Thérèse, the subject of director Claude Miller's drama of the same name — adapted by Miller and Natalie Carter from a novel by François Mauriac — has just entered into the same trap as countless female fictional characters before her: marriage to a man she does not love. When the subject comes up, this rich young woman, whose wealth comes from pine trees in the Southwest of France, automatically answers that she married Anne's brother, Bernard Desqueyroux (Gilles Lellouche) — the oafish, insensitive, but basically well-meaning heir to a rival pinewood plantation — in order to unite their properties. It was her decision, this ill-considered marital business deal, and it's going to cost her.

French novelists and filmmakers adore unhappy marriages. Without them, we might never have encountered Emma Bovary, Proust's Mme. Swann, or practically any female protagonist from a Claude Chabrol film. Thérèse's punishment for not falling in love like her friend Anne is a lifetime alone on an iceberg. Anne's choice, a seemingly lightweight free spirit/tuberculosis sufferer named Jean Azevedo (Stanley Weber), turns out to be a wild goose chase, but it's better than the bitter, malevolent existence Thérèse leads in her grand house with Bernard. Their married life lurches from one disaster to another — Bernard's heart condition and the accompanying arsenic medication, not one but two forest fires, and an unloved daughter. "Marriage will save me from all the disorder in my head," asserts the miserable bride. But it's clear nothing can save her from herself.

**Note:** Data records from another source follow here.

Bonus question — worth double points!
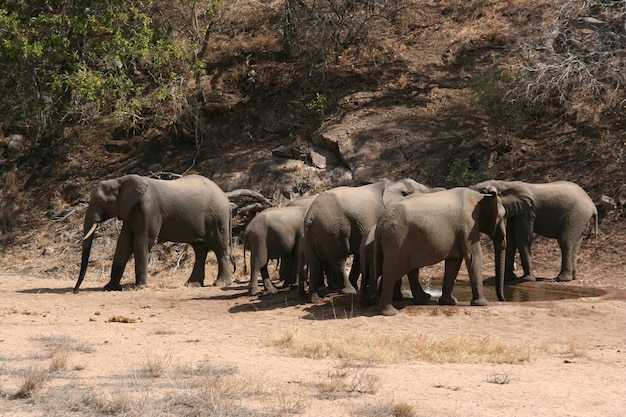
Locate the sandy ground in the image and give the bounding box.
[0,234,626,416]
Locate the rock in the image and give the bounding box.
[7,133,26,158]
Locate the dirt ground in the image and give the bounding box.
[0,226,626,416]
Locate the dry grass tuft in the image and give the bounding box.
[350,401,417,417]
[49,346,70,372]
[142,351,172,378]
[33,335,93,353]
[485,372,513,385]
[316,366,381,400]
[263,327,548,363]
[13,367,50,398]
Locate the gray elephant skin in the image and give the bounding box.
[243,196,315,295]
[370,188,506,316]
[359,224,431,304]
[470,180,598,281]
[304,179,431,302]
[74,174,236,293]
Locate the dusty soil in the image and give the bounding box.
[0,2,626,417]
[0,230,626,416]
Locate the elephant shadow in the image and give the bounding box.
[228,288,306,313]
[302,294,413,320]
[16,287,102,294]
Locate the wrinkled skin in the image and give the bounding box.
[74,174,235,292]
[470,180,598,281]
[374,188,506,316]
[243,197,315,295]
[304,179,431,302]
[359,226,431,304]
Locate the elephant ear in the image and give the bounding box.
[479,187,506,238]
[499,181,534,217]
[383,178,431,207]
[117,175,148,220]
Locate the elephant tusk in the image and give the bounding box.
[83,223,98,242]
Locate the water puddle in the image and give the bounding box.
[402,279,605,302]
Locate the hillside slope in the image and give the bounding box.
[0,1,626,286]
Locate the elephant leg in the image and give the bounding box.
[308,255,324,303]
[329,255,354,294]
[279,255,298,288]
[407,268,431,304]
[134,234,154,288]
[465,247,489,306]
[439,258,463,306]
[187,244,209,287]
[342,253,363,294]
[378,266,402,316]
[556,237,582,282]
[393,278,404,300]
[104,223,134,291]
[516,218,535,281]
[213,245,233,287]
[261,262,276,294]
[504,219,517,281]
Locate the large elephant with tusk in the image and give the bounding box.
[74,174,236,293]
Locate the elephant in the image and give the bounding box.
[74,174,236,293]
[304,179,432,302]
[243,196,315,295]
[370,188,506,316]
[470,180,598,281]
[359,224,431,304]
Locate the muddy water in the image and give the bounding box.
[402,280,604,302]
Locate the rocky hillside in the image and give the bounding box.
[0,0,626,276]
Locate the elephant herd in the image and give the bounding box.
[74,174,598,315]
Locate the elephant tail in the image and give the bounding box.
[591,210,599,249]
[242,230,248,275]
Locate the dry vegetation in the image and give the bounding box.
[0,0,626,417]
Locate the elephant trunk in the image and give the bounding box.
[493,237,506,301]
[74,204,105,294]
[74,232,97,294]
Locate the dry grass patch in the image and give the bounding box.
[350,401,417,417]
[316,362,381,400]
[263,327,549,363]
[142,351,172,378]
[13,366,50,398]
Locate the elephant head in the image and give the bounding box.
[74,175,148,293]
[476,187,506,301]
[470,180,535,217]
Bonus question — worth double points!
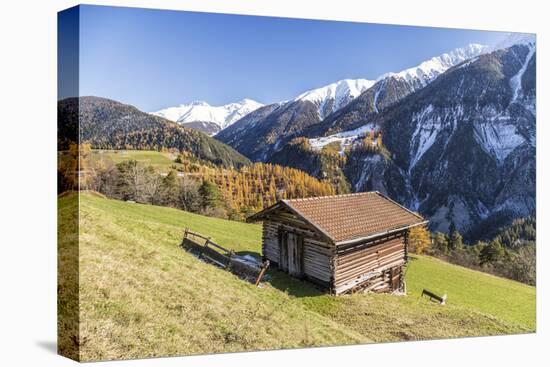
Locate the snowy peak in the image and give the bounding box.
[378,43,490,87]
[294,79,375,119]
[491,33,536,51]
[151,98,263,129]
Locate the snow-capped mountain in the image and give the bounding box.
[152,98,263,133]
[216,44,487,161]
[490,33,536,51]
[294,79,375,119]
[378,43,490,87]
[307,44,490,137]
[218,35,536,239]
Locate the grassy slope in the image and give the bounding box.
[60,194,535,360]
[73,195,368,360]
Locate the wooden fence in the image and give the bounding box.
[181,228,269,286]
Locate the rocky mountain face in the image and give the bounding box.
[216,44,486,161]
[231,40,536,240]
[151,98,263,135]
[346,44,536,237]
[305,44,488,137]
[216,100,320,162]
[294,79,375,119]
[58,97,250,167]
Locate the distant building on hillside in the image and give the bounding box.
[248,192,427,294]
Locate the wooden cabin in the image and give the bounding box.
[248,192,427,294]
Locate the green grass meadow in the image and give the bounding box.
[59,193,535,361]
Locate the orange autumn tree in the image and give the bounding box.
[409,226,432,254]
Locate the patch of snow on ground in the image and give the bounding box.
[510,44,535,103]
[409,104,441,171]
[475,123,525,162]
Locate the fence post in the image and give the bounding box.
[255,260,269,287]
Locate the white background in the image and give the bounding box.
[0,0,550,366]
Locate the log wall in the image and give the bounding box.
[334,231,406,294]
[262,211,334,289]
[262,210,407,294]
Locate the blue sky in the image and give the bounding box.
[68,6,506,111]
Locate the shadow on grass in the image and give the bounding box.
[235,251,325,297]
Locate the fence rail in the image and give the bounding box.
[181,228,269,286]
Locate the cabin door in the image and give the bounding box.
[280,231,303,277]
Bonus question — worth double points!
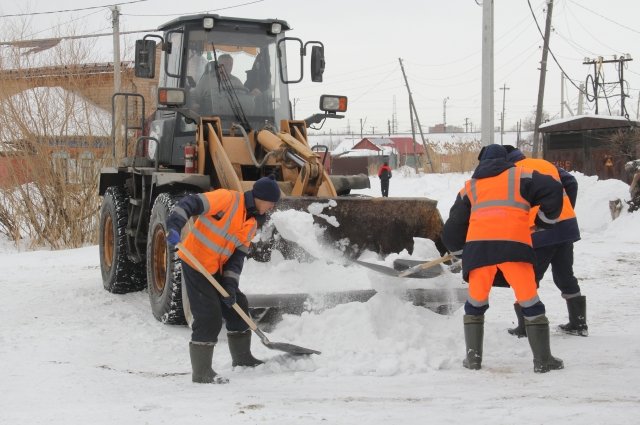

The 37-year-old Tautou (Amélie, A Very Long Engagement, Coco Before Chanel) has frequently been cast for her pixie-ish, romantic qualities. But writer-director Miller, who died last year, obviously saw something else in those big, sad eyes. In her mid-twenties Thérèse already looks careworn and middle-aged; she does not possess a bright and hopeful demeanor. Her character wears us, the audience, down just as surely as it does her family. She's the sort of person, people would say, who has never been young. But we know she once was, and that she fantasized of love. Miller's film is equally difficult to embrace. Thérèse's perversity simultaneously repels and fascinates, and Tautou takes us all the way through the eye of the needle. Whether the trip is worth it depends on how much we want to see an actress stretch her boundaries. Otherwise, there's always the gorgeous Bordeaux scenery.